I'm going to copy/paste something I posted to a forum I frequent that's devoted to growing fig trees. Though the information was written about trees, it applies equally to houseplants. If you have questions after you've read it, I'll answer them. What you should take from the information is that potting up is a permanently limiting practice. Repotting on the other hand, which includes soil removal, selective pruning of roots, and correcting potential root issues before they become limiting, has a rejuvenating effect on plants. There is a physiological reason for this that has to do with the way plants age - ontogenetically as opposed to chronologically. In essence, the most juvenile tissues (in plants) and therefore the most vigorous, is found closest to the area of transition between roots & the stem. The closer you cut the plant back to that tissue, the more vigorously it grows.
Read this and see what you think. Wherever you see the word 'tree', in your mind, substitute the word 'plant':
Some guidelines for trees (plants - including houseplants) in containers:
A) Young trees can be continually potted up (as opposed to repotting) with no ill effects as long as they are potted up BEFORE the root/soil mass becomes congested to the point it can be lifted from the soil intact. IOW - to ensure best growth/vitality, pot up BEFORE the root/soil mass retains the shape of the container when the tree is removed from the container.
B) Growth/vitality of trees that have progressed to the point where the root/soil mass can be lifted intact should be considered to be permanently impacted. The degree to which the tree will be affected depends on how long the tree is allowed to languish under root bound conditions, and the only way to restore the tree's potential is to correct the issues originating in the original root mass where the congestion occurred.
C) Once the tree has progressed to the point where the root/soil mass can be lifted intact, potting up can no longer restore the tree's ability to grow to the potential with which it was genetically encoded - even if the tree is planted out (in the landscape). It requires the intervention of the grower to correct the congestion in the portion of the root mass that originally became congested.
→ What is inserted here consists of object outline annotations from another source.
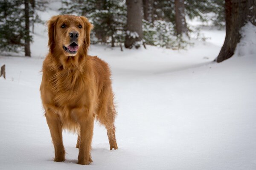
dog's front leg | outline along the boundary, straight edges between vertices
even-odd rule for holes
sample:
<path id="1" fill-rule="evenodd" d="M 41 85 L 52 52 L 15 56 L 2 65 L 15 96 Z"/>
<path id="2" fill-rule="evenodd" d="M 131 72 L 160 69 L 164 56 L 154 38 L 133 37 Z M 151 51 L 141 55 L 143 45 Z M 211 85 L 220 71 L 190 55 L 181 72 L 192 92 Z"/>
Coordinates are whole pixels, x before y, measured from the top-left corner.
<path id="1" fill-rule="evenodd" d="M 65 149 L 62 142 L 61 121 L 58 116 L 52 112 L 50 109 L 47 109 L 45 116 L 54 146 L 54 161 L 63 162 L 65 161 Z"/>
<path id="2" fill-rule="evenodd" d="M 78 164 L 87 165 L 93 162 L 90 155 L 94 117 L 87 109 L 75 109 L 73 116 L 80 127 Z"/>

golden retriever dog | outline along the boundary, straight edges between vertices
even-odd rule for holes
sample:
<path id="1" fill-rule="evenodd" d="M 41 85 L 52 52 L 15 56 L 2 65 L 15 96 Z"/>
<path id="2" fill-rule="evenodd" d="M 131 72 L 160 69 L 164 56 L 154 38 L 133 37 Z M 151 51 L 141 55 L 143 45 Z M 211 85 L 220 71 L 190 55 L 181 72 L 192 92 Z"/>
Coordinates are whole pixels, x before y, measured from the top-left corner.
<path id="1" fill-rule="evenodd" d="M 93 26 L 84 17 L 53 16 L 48 22 L 49 53 L 40 87 L 45 116 L 54 146 L 54 161 L 65 160 L 62 131 L 77 133 L 78 164 L 90 155 L 95 118 L 107 130 L 110 150 L 117 149 L 116 112 L 108 64 L 87 52 Z"/>

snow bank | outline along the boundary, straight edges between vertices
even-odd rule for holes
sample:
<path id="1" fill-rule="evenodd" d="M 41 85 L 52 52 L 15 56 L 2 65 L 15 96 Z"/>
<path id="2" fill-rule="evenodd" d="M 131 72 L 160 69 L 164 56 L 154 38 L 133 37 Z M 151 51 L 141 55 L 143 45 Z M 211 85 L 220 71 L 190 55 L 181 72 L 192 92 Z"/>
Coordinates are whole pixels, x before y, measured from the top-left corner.
<path id="1" fill-rule="evenodd" d="M 248 22 L 241 28 L 240 33 L 241 37 L 236 46 L 235 55 L 256 54 L 256 26 Z"/>

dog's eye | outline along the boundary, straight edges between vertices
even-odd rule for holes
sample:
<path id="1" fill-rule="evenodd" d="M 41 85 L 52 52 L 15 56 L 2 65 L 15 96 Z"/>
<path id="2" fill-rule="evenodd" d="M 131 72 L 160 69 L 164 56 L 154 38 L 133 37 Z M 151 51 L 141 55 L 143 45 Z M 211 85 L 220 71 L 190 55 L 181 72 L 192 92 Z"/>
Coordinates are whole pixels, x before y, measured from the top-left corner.
<path id="1" fill-rule="evenodd" d="M 66 24 L 63 24 L 61 25 L 61 28 L 64 28 L 66 27 Z"/>

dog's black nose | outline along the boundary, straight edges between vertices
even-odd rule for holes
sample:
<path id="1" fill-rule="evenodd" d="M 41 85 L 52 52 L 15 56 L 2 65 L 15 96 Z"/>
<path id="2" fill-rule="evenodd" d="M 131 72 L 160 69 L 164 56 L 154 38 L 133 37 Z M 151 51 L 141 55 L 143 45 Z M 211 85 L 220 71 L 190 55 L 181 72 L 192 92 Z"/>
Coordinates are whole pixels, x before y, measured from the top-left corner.
<path id="1" fill-rule="evenodd" d="M 72 40 L 76 40 L 79 37 L 79 33 L 77 31 L 70 32 L 69 36 Z"/>

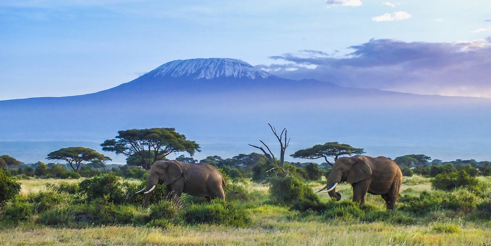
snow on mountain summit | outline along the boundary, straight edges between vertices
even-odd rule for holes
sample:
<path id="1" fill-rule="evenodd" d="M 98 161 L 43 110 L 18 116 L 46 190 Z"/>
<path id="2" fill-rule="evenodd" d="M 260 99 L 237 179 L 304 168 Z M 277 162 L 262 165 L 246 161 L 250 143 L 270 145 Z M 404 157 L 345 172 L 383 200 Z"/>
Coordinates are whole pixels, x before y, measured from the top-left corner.
<path id="1" fill-rule="evenodd" d="M 194 79 L 207 80 L 229 77 L 266 78 L 273 76 L 265 71 L 256 69 L 245 61 L 229 58 L 176 60 L 164 64 L 149 73 L 153 74 L 154 77 L 191 76 Z"/>

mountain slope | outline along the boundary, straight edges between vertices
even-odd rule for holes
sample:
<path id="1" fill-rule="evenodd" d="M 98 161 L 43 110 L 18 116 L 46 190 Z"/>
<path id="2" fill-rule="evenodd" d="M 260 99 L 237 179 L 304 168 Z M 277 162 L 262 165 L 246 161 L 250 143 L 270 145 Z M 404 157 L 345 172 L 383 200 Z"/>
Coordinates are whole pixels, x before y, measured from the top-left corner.
<path id="1" fill-rule="evenodd" d="M 0 101 L 0 141 L 102 142 L 121 130 L 174 127 L 201 145 L 198 159 L 230 157 L 256 151 L 247 144 L 260 139 L 274 144 L 271 123 L 288 129 L 292 152 L 338 141 L 374 156 L 477 160 L 487 156 L 490 109 L 485 98 L 287 80 L 234 59 L 178 60 L 95 93 Z"/>

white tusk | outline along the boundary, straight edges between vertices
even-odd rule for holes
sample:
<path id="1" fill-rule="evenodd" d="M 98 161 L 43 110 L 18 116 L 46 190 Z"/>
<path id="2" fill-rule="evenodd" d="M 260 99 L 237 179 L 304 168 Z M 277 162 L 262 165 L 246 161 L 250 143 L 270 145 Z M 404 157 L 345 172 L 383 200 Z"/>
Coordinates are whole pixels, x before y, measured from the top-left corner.
<path id="1" fill-rule="evenodd" d="M 334 190 L 334 188 L 335 188 L 337 186 L 337 184 L 338 184 L 338 182 L 335 183 L 334 183 L 334 185 L 332 186 L 332 187 L 331 187 L 329 189 L 329 190 L 327 190 L 327 191 L 323 192 L 323 193 L 327 192 L 329 192 L 329 191 L 330 191 Z"/>
<path id="2" fill-rule="evenodd" d="M 327 185 L 326 185 L 326 186 L 324 186 L 324 187 L 322 188 L 322 189 L 321 189 L 321 190 L 319 190 L 319 191 L 315 191 L 315 192 L 322 191 L 323 191 L 325 189 L 326 189 L 327 188 Z"/>
<path id="3" fill-rule="evenodd" d="M 135 193 L 136 194 L 136 193 L 139 193 L 139 192 L 141 192 L 141 191 L 145 191 L 145 188 L 146 188 L 146 187 L 144 187 L 143 189 L 141 189 L 141 190 L 139 190 L 139 191 L 138 191 L 135 192 Z"/>
<path id="4" fill-rule="evenodd" d="M 144 194 L 146 194 L 147 193 L 150 193 L 150 192 L 152 192 L 152 191 L 153 191 L 153 189 L 155 189 L 155 187 L 156 186 L 157 186 L 157 185 L 154 185 L 154 186 L 152 186 L 152 188 L 150 188 L 150 190 L 149 190 L 148 191 L 144 192 L 143 193 Z"/>

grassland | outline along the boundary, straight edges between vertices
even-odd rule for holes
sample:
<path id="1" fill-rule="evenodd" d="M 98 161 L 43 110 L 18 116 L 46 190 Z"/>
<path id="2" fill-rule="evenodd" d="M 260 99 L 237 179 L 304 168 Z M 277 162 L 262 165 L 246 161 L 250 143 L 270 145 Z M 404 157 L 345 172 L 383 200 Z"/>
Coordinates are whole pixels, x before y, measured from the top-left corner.
<path id="1" fill-rule="evenodd" d="M 415 196 L 431 189 L 429 179 L 418 176 L 405 178 L 402 195 Z M 489 177 L 481 179 L 487 185 L 491 184 Z M 22 195 L 49 189 L 47 183 L 79 181 L 23 180 Z M 314 189 L 323 186 L 316 182 L 309 185 Z M 491 222 L 466 219 L 458 213 L 433 211 L 409 225 L 342 217 L 326 219 L 268 204 L 266 185 L 249 183 L 246 188 L 255 191 L 253 193 L 256 197 L 253 202 L 243 203 L 252 219 L 245 227 L 181 223 L 165 228 L 116 225 L 74 228 L 27 221 L 15 226 L 0 227 L 0 245 L 491 245 Z M 343 200 L 351 200 L 350 185 L 342 184 L 338 191 Z M 323 199 L 329 199 L 326 194 L 319 195 Z M 380 196 L 368 194 L 365 202 L 384 210 Z"/>

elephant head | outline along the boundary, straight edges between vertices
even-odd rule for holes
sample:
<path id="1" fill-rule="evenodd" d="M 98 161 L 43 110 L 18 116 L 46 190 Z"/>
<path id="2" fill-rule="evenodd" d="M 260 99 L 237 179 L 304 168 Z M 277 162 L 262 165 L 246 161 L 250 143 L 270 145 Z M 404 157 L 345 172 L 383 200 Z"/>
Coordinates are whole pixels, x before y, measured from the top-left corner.
<path id="1" fill-rule="evenodd" d="M 326 186 L 317 192 L 328 188 L 325 192 L 328 192 L 330 197 L 339 201 L 341 200 L 341 194 L 336 192 L 336 186 L 338 183 L 347 182 L 353 184 L 367 179 L 371 175 L 372 169 L 363 159 L 356 157 L 341 157 L 332 166 Z"/>
<path id="2" fill-rule="evenodd" d="M 143 192 L 145 194 L 143 207 L 146 207 L 148 205 L 148 201 L 150 201 L 150 197 L 153 193 L 153 190 L 157 185 L 159 184 L 164 184 L 166 186 L 169 185 L 179 178 L 182 173 L 182 169 L 176 162 L 158 161 L 154 163 L 152 167 L 150 168 L 146 187 L 136 192 L 138 193 L 146 191 Z"/>

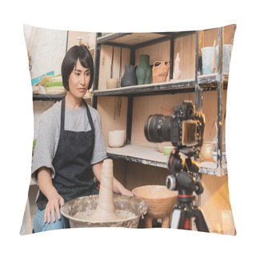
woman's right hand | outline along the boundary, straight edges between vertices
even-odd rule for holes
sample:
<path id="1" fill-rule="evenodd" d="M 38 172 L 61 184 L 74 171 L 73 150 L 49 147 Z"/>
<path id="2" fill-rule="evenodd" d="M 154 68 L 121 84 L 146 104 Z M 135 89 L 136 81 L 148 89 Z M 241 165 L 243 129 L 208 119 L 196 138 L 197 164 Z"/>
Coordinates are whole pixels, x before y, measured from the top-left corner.
<path id="1" fill-rule="evenodd" d="M 57 218 L 61 218 L 60 207 L 64 205 L 63 198 L 56 191 L 50 194 L 48 198 L 48 202 L 46 206 L 46 211 L 44 215 L 44 222 L 50 223 L 50 216 L 54 222 L 55 222 L 55 211 Z"/>
<path id="2" fill-rule="evenodd" d="M 58 219 L 61 218 L 60 206 L 64 205 L 63 198 L 58 193 L 53 186 L 51 180 L 50 170 L 42 166 L 38 170 L 38 186 L 42 193 L 48 199 L 44 215 L 44 222 L 50 222 L 50 215 L 54 222 L 55 222 L 55 210 Z"/>

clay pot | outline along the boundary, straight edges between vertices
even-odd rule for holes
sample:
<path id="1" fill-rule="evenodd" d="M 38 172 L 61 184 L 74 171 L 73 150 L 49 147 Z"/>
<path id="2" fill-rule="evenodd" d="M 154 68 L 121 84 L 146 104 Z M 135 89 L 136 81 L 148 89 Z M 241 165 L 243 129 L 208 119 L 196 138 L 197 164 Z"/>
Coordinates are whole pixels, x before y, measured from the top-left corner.
<path id="1" fill-rule="evenodd" d="M 171 115 L 173 114 L 173 107 L 171 106 L 162 106 L 161 107 L 161 114 L 164 115 Z M 160 143 L 156 143 L 158 150 L 161 153 L 163 153 L 163 148 L 165 146 L 172 146 L 170 142 L 164 142 Z"/>
<path id="2" fill-rule="evenodd" d="M 118 88 L 118 78 L 106 79 L 106 88 L 107 89 Z"/>
<path id="3" fill-rule="evenodd" d="M 139 65 L 136 70 L 138 85 L 150 84 L 152 77 L 152 68 L 150 66 L 150 55 L 139 55 Z"/>
<path id="4" fill-rule="evenodd" d="M 182 76 L 182 71 L 179 69 L 179 63 L 181 59 L 179 58 L 178 53 L 177 54 L 177 57 L 174 61 L 174 80 L 178 80 Z"/>
<path id="5" fill-rule="evenodd" d="M 166 186 L 143 186 L 132 190 L 134 196 L 145 200 L 149 209 L 145 215 L 145 227 L 151 228 L 153 220 L 162 218 L 162 227 L 169 228 L 170 214 L 177 201 L 177 191 L 167 190 Z"/>
<path id="6" fill-rule="evenodd" d="M 154 62 L 152 68 L 153 83 L 166 82 L 169 70 L 169 62 Z"/>
<path id="7" fill-rule="evenodd" d="M 138 84 L 136 69 L 137 66 L 133 66 L 131 64 L 126 65 L 125 74 L 121 80 L 121 87 L 136 86 Z"/>
<path id="8" fill-rule="evenodd" d="M 126 131 L 124 130 L 109 130 L 108 145 L 110 147 L 122 147 L 125 144 Z"/>
<path id="9" fill-rule="evenodd" d="M 213 143 L 205 142 L 202 147 L 202 158 L 204 161 L 211 162 L 213 159 Z"/>

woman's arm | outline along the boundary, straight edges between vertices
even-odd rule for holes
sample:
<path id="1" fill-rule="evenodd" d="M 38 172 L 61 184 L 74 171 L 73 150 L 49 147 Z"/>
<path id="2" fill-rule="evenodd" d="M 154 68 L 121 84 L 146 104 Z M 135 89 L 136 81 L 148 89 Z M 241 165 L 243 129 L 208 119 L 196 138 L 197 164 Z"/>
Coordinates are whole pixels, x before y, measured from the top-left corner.
<path id="1" fill-rule="evenodd" d="M 59 206 L 64 204 L 63 198 L 58 193 L 50 177 L 50 170 L 46 167 L 41 167 L 38 170 L 38 186 L 42 193 L 48 199 L 46 206 L 44 222 L 50 222 L 50 215 L 53 222 L 55 222 L 55 210 L 58 219 L 61 218 Z"/>
<path id="2" fill-rule="evenodd" d="M 102 177 L 102 162 L 103 161 L 92 166 L 94 174 L 99 182 L 101 181 Z M 113 190 L 116 194 L 129 196 L 134 195 L 131 191 L 126 189 L 114 177 L 113 178 Z"/>

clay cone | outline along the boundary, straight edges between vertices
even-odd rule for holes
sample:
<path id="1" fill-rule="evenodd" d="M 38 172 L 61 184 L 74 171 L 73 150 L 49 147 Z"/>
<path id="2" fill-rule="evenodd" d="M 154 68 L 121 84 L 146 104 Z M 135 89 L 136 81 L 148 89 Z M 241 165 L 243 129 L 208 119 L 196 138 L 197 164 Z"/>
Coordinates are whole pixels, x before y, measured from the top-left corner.
<path id="1" fill-rule="evenodd" d="M 98 194 L 98 201 L 94 213 L 90 216 L 94 221 L 117 220 L 117 214 L 113 199 L 113 161 L 106 159 L 103 161 L 101 186 Z"/>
D) Potting up (unless done in a timely manner as described above) ensures limitations - that the tree could never grow to it's genetic potential. Repotting, on the other hand, and the root pruning that accompanies it, ensures the tree WILL have at least the opportunity (within the limiting effects of other cultural influences) to grow to its genetic potential. The difference between the two practices, viewed in the light of their influence on growth and vitality is profound. While it's often difficult to quantify unless there is a control in place, it's a certainty that tight roots always foreshadow lost potential unless corrected; and unfortunately, lost potential in plants is lost forever and can't be regained.
For fruit growers, we need to look at this from more than one perspective. You've seen how growth and vitality are impacted, but most of you are more interested in fruit. There is nothing wrong with allowing a tree to grow under some limiting conditions temporarily, if it means you'll be rewarded with a better harvest. Sometimes, I even skip repotting because of time constraints, or select the trees that need it most, if I realize the window of opportunity for repotting is closing & the trees coming into leaf. The importance in my offering lies in knowing what limitations your tree is growing under, how long it's prudent to allow the limitations to influence growth/vitality, and how to fix limitations when you feel it's appropriate. How we feel about it or what we do or don't want to do, has no impact on the progressive effect on the tree. They're reactive organisms and react in a negative way to tight roots.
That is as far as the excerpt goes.